Выбрать главу

Но у палки два конца. Наряду с представителями дворянства, которые ликуют от этого отстранения «низких людей», возник уже при Петре I целый ряд деятелей, вышедших из низов, которых не может не восстанавливать против себя это обещание верховников.

Еще определеннее противоборствуют те сановники, которых Верховный Тайный Совет не включил в свой состав. Князья Черкасский, например, Трубецкой и многие другие.

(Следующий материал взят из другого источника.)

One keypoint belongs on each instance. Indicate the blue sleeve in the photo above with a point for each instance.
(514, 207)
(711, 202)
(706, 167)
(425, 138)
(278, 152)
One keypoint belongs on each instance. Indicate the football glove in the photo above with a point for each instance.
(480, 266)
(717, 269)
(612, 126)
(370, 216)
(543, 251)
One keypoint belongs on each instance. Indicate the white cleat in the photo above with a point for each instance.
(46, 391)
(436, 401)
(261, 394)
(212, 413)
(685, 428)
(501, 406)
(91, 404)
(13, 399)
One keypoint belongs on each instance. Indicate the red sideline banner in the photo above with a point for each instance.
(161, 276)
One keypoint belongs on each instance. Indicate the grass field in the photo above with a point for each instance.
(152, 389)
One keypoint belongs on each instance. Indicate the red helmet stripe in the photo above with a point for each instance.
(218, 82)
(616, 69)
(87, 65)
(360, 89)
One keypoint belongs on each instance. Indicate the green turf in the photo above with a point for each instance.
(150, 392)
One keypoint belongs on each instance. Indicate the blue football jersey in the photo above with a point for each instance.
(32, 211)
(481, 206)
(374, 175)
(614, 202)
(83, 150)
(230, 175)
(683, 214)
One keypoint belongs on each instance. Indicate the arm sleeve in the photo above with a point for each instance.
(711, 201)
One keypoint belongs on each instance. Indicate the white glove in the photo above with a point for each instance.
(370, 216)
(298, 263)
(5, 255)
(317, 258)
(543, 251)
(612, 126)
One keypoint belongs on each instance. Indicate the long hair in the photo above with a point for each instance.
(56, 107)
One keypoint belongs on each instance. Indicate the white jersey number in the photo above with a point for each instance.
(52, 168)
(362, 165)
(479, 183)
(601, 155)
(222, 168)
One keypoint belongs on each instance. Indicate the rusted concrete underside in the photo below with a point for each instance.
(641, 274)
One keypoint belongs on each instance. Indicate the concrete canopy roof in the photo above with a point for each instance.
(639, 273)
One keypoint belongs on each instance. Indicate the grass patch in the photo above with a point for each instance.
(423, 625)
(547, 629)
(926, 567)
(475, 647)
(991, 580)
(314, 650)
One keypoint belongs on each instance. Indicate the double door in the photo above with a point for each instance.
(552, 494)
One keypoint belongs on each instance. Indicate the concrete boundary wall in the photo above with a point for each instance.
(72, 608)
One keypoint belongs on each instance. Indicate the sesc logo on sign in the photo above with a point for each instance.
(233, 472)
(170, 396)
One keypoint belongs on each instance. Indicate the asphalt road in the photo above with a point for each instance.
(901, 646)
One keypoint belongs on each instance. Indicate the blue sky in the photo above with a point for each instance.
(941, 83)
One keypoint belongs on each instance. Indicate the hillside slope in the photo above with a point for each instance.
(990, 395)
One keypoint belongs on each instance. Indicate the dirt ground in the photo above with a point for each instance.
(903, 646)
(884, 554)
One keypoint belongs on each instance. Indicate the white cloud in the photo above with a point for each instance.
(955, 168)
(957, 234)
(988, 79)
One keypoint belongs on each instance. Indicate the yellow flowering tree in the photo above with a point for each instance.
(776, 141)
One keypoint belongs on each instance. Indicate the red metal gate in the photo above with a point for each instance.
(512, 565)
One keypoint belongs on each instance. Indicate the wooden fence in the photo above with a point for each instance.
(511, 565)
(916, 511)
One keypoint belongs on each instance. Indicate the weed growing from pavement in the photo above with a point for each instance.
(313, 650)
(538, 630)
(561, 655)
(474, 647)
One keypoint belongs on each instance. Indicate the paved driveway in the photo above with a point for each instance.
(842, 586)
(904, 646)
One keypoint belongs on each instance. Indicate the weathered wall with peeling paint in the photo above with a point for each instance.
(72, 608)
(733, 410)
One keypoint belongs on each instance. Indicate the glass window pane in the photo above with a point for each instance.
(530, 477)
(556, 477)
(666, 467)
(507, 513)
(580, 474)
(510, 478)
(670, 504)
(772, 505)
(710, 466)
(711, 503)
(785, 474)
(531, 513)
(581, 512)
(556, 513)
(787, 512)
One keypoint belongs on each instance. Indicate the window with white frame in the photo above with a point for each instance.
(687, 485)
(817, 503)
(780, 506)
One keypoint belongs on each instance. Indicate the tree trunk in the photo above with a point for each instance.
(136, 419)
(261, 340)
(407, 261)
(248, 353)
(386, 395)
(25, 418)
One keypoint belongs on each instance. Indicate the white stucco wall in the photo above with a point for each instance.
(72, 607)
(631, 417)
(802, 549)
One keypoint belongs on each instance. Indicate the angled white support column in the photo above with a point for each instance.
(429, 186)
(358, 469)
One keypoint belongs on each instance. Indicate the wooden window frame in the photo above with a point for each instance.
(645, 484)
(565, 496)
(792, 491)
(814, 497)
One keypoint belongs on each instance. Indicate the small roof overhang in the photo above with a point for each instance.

Хитрая лиса старый Остерман все эти дни споров и столкновений сидит дома. По старой привычке он объявил, что он болен, что он собирается умирать и даже уже причастился. Он не хочет сделать ни одного неосторожного шага и внимательно присматривается, принюхивается: кто сильнее. Этот старый циник знает, что дело вовсе не в тексте конституции, хотя бы она и была подписана императрицей, а в реальном соотношении сил. Хозяином положения, как и при воцарении Екатерины I и Петра II, явится все та же гвардия.

Гвардия не желает никаких конституций — только самодержавие, и все тут. Эта позиция гвардейских офицеров не вызывает удивления. У них уже есть опыт. Они знают не только то, что самодержавный царь (или царица) всегда будет ухаживать за главной своей опорой, гвардейским офицерством, они знают еще и то, что если царь (или царица) окажутся неудобными, их в случае чего можно и «по шапке». Стащить за ноги одного с престола и посадить туда другого — дело нехитрое. Но если во главе государства окажется вдруг Верховный Совет, бороться с ним, чего доброго, будет труднее.

Нет, гвардия не самодержавие.

Тщательно взвесив, обдумав положение, Остерман решает «выздороветь». Интрига Верховного Тайного Совета идет полным ходом. Уже население присягнуло конституционной государыне, но Остерман человек хитрый. Он знает, что Анна Иоанновна в подмосковном селе Всехсвятском угощает преображенцев и кавалергардов водкой, объявляет себя капитаном кавалергардов и подполковником преображенцев, заводит дружбу с кричащими «ура» войсками, и вот уже офицеры громко возмущаются «злодеями» — верховниками, осмеливающимися «посягнуть на священные права» императрицы.

И вот уже 25 февраля, после торжественного обеда, Анне преподносят петицию со 150 наспех собранными подписями, в которой «всепокорнейшие рабы» просят государыню «всемилостивейше принять самодержавие» и уничтожить подписанные ею «пункты».

Анна была женщина глупая, совершенно необразованная, но актрисой она оказалась в тот день весьма способной. Свою роль в пьесе, написанной хитрым Остерманом, она разыграла блестяще.

— Как, — спрашивает с удивлением Анна, — разве присланные мне пункты не были составлены по желанию всего народа?

— Никак нет, ваше императорское величество, — отвечают ей.

— Так меня, значит, обманул князь? — гневно заявляет Анна, обращаясь к Долгорукому.

Тут же, при всех, с негодованием она разрывает подписанную ею конституцию. «Ура»! — громко кричат гвардейские офицеры, не понимая, что они, выполняя порученную им роль, еще на 200 лет закабалили Россию в оковы самодержавия, еще на 200 лет оставили ее беспомощной в руках случайных людей, сменяющих друг друга на троне.

1 марта совершается новая присяга — вторая. На этот раз русский народ присягает уже самодержавной императрице.

Духовенство служит молебны о спасении от грозившей опасности. Кончилось четырехнедельное временное правление Верховного Тайного Совета, кончилась конституция русская XVIII века. А жития ей было всего 10 дней!

Офицерство и дворянство в тот же самый день, после своей победы над Верховным Тайным Советом, подают Анне Иоанновне еще одну петицию с просьбой возвратить прежнее значение сенату и предоставить дворянству выбирать и сенаторов для государственного правления, и губернаторов для местной администрации. Но уже поздно. Анна и Бирон даже и не думают исполнить эти просьбы. Подписавшие прежнюю петицию своими руками передали Анне самодержавие. Пусть же они не пеняют за те неудобства, какие это вызовет даже для них лично. Пусть не пытаются, снявши голову, плакать по волосам.